Worship the Lord in gladness; come before him with joyous song” (Psalm 100). Perhaps that is why so many synagogues have cantors and choirs that can bring congregants closer to God.
At my synagogue, Congregation Shomrei Emunah in Montclair, we don’t have a cantor or a choir. Instead, we have a band. Yes, a band! In fact, two of them! The Park Street Band (named for our Park Street address) is a grassroots quartet or quintet (depending on who is in town) that performs every second Friday night of the month. I’m the piano player. With Rabbi David Greenstein’s mellifluous voice and the other instruments of the band — the flute, mandolin, bass, and violin, and more — we enhance an already spiritual Kabbalat Shabbat service.
However, it is our multi-generational Simcha Band that has stolen my heart. We debuted on Purim 2010. The eight of us — ranging in age from 10 to 75 years old — banged, pounded, clinked, clanked, and tooted at the mention of Haman’s name. As the little kids marched in the costume parade, our cacophony became music. We played traditional songs about three-cornered hats and a wicked, wicked man. Between chapters of the Megillah, we performed songs about miracles and the joyous month of Adar. We even added a few Israeli folksongs to our playlist.
After our initial Purim performance, the band was invited for repeat appearances and you couldn’t keep us away! My treasure trove of Jewish music, overflowing from my piano bench or crammed into a cabinet in the family room, finally served me well. I became one of several piano players as well as band manager and archivist. Mark, a philosophy professor and professional jazz flutist, became our conductor.
What about our musicians? We’ve watched our 10-year-old saxophone players mature into middle and high school musicians. I confess I had a lump in my throat when the teen “veterans” mentored the new recruits. We were as proud as grandparents when our 10-year-old cellist graduated from playing his child-sized instrument to an adult one.
Occasionally, a retired schoolteacher played violin next to our school-age violinist. Our New York Times journalist and violinist often came directly from work, jumping off the DeCamp Bus and landing in the pit. Our cardiologist/bass fiddle player had two hands on the bass and a third hand on his cell phone in case of an emergency.
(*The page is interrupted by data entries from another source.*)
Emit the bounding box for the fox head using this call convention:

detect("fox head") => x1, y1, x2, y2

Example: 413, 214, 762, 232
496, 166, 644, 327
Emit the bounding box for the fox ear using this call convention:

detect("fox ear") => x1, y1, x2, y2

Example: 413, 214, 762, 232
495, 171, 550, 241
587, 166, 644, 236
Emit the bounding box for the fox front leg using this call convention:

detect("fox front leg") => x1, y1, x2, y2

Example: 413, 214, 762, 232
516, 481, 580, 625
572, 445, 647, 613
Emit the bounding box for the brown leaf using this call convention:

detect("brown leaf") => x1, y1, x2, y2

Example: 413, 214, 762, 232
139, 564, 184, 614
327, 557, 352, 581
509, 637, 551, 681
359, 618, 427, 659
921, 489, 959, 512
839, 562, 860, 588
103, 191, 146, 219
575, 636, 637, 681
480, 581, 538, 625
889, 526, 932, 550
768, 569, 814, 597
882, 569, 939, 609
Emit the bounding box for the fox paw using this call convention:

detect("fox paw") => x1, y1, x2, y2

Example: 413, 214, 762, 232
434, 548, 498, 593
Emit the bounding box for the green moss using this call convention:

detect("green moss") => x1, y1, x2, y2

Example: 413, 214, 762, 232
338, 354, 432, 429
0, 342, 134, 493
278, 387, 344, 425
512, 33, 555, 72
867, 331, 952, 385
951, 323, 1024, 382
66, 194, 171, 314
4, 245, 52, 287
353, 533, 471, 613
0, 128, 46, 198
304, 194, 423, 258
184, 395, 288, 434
When Rob joined our congregation two years ago, he simultaneously joined the Simcha Band. Rob played his great-grandfather’s 100-year-old saxophone, which his mother had played in her high school marching band. He called the sentimental value of his sax “priceless.”
Sylvia, our new trumpet player, picked up her horn for the first time since her husband Mel, also a trumpeter, died five years ago. I like to think the allure of the Simcha Band was irresistible. Sylvia got her embouchure back in no time and as a bonus, her daughter, Alice, joined us on the cello.
New to the synagogue and new to Judaism, Fred decided to take out his gorgeous Italian accordion, buried in his closet for 30-plus years, and learn some holiday songs. At his debut last Chanukah, he sat next to one of our four piano players, who ranged in age from 12 to over 60.
This year’s Chanukah performance on Dec. 9 is rapidly approaching. Sixteen musicians played in last year’s Chanukah band. I know I can’t count on that extraordinary number all the time. Unfortunately, our French horn player has a business trip and one of our saxophone players is singing elsewhere in a choir. Our original drummer is away at college but fortunately, two drummers — a law professor and a tween — will replace him.
The band is ever-changing but I do know the psalmists were right. No matter who is in the band and how many musicians we have, the multi-generational Simcha Band will “Sing to Him a new song; play sweetly with shouts of joy” (Psalm 33).
Merrill Silver of Montclair is an ESL teacher at JVS of MetroWest in East Orange and a B’nei mitzvah tutor at Congregation Shomrei Emunah in Montclair.